2016-09-19 | 〆「女」の世界歴史

第五章 女性参政権から同性婚まで

(4)選挙政治と女性執権者

③ポスト冷戦と女性政治
 第二次大戦後の女性参政権保障の世界的な流れの中で、選挙政治を通じた女性執権者は徐々に増加していったとはいえ、冷戦期は第三次世界大戦の危険もある緊張状態の中、依然として男性執権者の姿が目立ち、女性執権者は一部に限られていた。
 その状況が大きく変わるのは、冷戦終結後である。ここでは、そうしたポスト冷戦時代を体現し、しかも今日における女性政治のグローバルな拡散にも寄与した三地域・三人の女性執権者を見てみたい。

 一人は、2005年にドイツ首相に就任したアンゲラ・メルケルである。統一ドイツ首相としては第二代となるメルケルは社会主義の旧東独出身であるが、このような経歴自体が冷戦の最前線でもあった東西ドイツ分断の終焉を象徴している。
 東独時代のメルケルは模範的な体制派科学者だったが、東独末期の民主化運動の中で若手運動家として台頭し、ドイツ再統一前に旧西独保守系政党キリスト教民主党(CDU)に入党、連邦議会に進出した。
 彼女は当時のコール首相側近として、90年代から閣僚を経験したうえ、大敗下野した野党時代のCDU党首に就任し、05年総選挙で勝利、保守的なドイツで旧東独も含め史上初の女性首相に就任したのである。東独出身者としても、統一後、最大の成功者でもある。
 その後、メルケルは現時点まで10年以上にわたり、首相として長期政権を維持し、EU統合後、欧州の中核国として重要性を増したドイツの舵取りを担っている。

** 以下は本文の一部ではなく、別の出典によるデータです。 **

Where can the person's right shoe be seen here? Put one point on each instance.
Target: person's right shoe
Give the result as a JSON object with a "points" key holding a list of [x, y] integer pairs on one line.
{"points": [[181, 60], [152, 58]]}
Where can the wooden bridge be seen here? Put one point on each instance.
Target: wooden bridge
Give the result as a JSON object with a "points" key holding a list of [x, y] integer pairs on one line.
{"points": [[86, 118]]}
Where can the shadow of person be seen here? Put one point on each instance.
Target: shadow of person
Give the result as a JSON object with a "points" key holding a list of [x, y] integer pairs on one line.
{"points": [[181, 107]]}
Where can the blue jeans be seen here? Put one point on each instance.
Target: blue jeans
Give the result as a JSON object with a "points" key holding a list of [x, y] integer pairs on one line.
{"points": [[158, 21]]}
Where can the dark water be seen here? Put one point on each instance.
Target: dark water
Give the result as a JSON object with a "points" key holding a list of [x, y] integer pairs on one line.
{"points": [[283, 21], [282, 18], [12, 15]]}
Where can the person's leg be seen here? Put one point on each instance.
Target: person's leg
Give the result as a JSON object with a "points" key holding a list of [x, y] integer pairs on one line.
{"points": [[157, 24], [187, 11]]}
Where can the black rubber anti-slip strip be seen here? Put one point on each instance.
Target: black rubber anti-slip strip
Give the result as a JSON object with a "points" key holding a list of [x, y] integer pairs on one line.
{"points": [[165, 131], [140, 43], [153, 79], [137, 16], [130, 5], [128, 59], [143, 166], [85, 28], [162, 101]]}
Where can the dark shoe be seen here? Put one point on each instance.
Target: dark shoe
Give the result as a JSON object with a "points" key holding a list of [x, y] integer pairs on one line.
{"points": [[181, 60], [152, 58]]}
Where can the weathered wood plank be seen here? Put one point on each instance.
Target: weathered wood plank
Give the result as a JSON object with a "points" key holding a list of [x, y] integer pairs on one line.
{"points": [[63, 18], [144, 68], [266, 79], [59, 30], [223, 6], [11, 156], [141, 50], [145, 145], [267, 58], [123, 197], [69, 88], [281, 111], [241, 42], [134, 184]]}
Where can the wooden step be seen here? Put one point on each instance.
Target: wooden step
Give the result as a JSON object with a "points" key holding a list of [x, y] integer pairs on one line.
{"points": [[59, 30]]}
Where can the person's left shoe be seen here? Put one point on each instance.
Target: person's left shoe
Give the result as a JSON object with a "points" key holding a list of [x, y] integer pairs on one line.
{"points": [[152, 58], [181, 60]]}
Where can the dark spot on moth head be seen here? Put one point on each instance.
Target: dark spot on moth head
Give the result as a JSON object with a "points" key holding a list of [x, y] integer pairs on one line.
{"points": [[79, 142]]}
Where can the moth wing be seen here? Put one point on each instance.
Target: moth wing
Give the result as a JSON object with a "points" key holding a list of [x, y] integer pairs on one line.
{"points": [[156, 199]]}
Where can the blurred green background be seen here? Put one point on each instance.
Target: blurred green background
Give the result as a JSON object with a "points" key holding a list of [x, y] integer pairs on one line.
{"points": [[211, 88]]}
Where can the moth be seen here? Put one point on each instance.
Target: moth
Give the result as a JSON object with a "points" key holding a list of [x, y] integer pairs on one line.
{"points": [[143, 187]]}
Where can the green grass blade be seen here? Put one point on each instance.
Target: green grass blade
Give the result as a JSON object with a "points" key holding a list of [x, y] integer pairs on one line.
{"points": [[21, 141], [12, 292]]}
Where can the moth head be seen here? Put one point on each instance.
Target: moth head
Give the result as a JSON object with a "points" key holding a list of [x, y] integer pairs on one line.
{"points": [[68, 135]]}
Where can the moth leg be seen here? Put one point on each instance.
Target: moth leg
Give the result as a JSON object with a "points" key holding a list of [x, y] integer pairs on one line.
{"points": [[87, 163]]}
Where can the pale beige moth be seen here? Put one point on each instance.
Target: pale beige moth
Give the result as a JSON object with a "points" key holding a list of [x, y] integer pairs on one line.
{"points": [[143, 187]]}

 二人目は2006年に南米チリの大統領に選出されたミチェル・バチェレである。バチェレの経歴もまた、ポスト冷戦を象徴している。
 バチェレは1970年代から左派のチリ社会党員として政治活動に参加していたが、73年の軍事クーデターで親米反共軍事政権が樹立されると、弾圧に遭い、拘束・拷問を受けた。しかし間もなく出国が認められ、オーストラリア、続いて旧東独に亡命した。
 79年の帰国後は医師となる一方、冷戦終結とほぼ時を同じくして軍政も終結した1990年まで民主化運動に取り組み、90年代半ばには社会党政権下で閣僚を経験する。その後、05年の大統領選で当選、チリ史上初の女性大統領となった。南米では史上三人目ながら、大統領経験者の妻という立場にない女性としては、南米初の女性元首である。
 このこと自体、男性崇拝的なマチズモの風潮が強いラテンアメリカでは画期的だったが、バチェレ政権は閣僚人事でも男女同数基準を採用するなど、「紅一点」にとどまらないジェンダー平等を追求している。
 チリ憲法上、大統領は連続任期を禁止されているため、バチェレはいったん2010年をもって任期満了退任したが、13年大統領選に再出馬し再選、14年以降二度目の大統領を務めている。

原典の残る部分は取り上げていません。